A subsequent study focused on a single hospital, examining day-to-day and shift-to-shift variations in nursing staffing. They examined 197,961 patients and calculated that mortality increased by two percent for each individual shift that fell below target levels for nursing staff. Moreover, they noted that mortality also increased by four percent per shift when there was high patient turnover—admissions, discharges, transfers.

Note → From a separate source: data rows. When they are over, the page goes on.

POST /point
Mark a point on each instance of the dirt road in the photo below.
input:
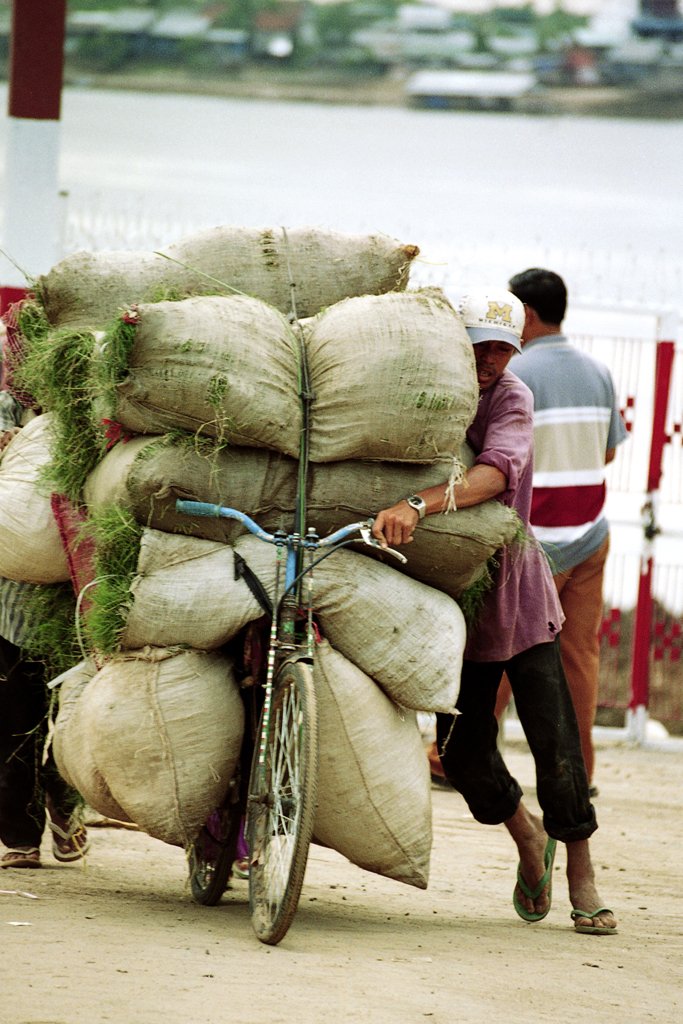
(121, 940)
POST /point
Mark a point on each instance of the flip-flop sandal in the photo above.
(532, 894)
(590, 915)
(28, 857)
(70, 845)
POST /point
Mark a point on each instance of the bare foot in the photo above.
(584, 894)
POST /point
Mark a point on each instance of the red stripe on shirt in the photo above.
(566, 506)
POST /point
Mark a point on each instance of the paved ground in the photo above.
(121, 940)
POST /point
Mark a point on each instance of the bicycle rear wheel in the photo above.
(212, 853)
(282, 804)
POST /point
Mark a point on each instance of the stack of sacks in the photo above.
(152, 737)
(316, 267)
(397, 647)
(394, 390)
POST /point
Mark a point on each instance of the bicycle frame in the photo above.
(283, 641)
(281, 800)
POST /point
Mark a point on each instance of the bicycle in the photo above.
(281, 795)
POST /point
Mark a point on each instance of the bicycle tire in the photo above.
(281, 810)
(212, 854)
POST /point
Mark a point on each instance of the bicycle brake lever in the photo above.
(368, 539)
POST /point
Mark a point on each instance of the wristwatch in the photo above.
(419, 504)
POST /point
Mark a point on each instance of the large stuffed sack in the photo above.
(71, 743)
(309, 266)
(31, 549)
(146, 475)
(374, 801)
(409, 637)
(227, 367)
(165, 731)
(450, 551)
(393, 378)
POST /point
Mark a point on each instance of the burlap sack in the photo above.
(393, 378)
(147, 475)
(374, 801)
(409, 637)
(89, 289)
(225, 367)
(165, 731)
(31, 550)
(185, 592)
(450, 551)
(71, 744)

These studies underscore that adequate nurse staffing is critical and that staffing needs to be adjusted upward at busier times and for sicker patients. Skimping on nursing is a patient-safety hazard.
Florence Nightingale’s experience of pushback from the medical establishment is, unfortunately, not uncommon. Nurses often get the unspoken—and the not infrequently spoken—message from doctors that their medical opinion ranks lower on the totem pole.
But collaboration isn’t just a politically correct buzzword, it is actually one of the most important pillars of patient safety. Staff members from different disciplines and from all ranks need to be able to point out problems and errors without fear of being reprimanded or belittled. In practice, though, nurses have reported that speaking up can be a “high-risk, low benefit” action especially if the administration doesn’t fully have their backs. Structural inequalities between doctors and nurses in the healthcare system make it more difficult to speak up.
Peter Pronovost, the lead researcher for the central-line checklist, observed that “in every hospital . . . patients die because of hierarchy.” This is a sobering statement. If an institution is going to truly recognize the high-risk nature of medicine and commit to improving patient safety, it has to create an environment that fosters real collaboration. In scenarios where nurses speak up, teams function better.
This requires a commitment of resources—you need to have adequate time, space, and staff. (Overstretched staff who can barely keep their heads above water don’t have much bandwidth for collaboration.) It also requires a commitment of attitude—setting the example from the top that criticism is encouraged, that scapegoating won’t be tolerated, and that hierarchy and egos won’t rule the day.
As the Institute of Medicine pointed out 20 years ago, to err certainly is human. But, luckily, it’s also human to care intensely about decreasing medical error and minimizing preventable harm. With her iconic lamp, Florence Nightingale surely lighted the way for all of us who’ve come after her. On this bicentennial of her birth, all of us in healthcare could stand to recommit to her principles. Our patients surely stand to benefit.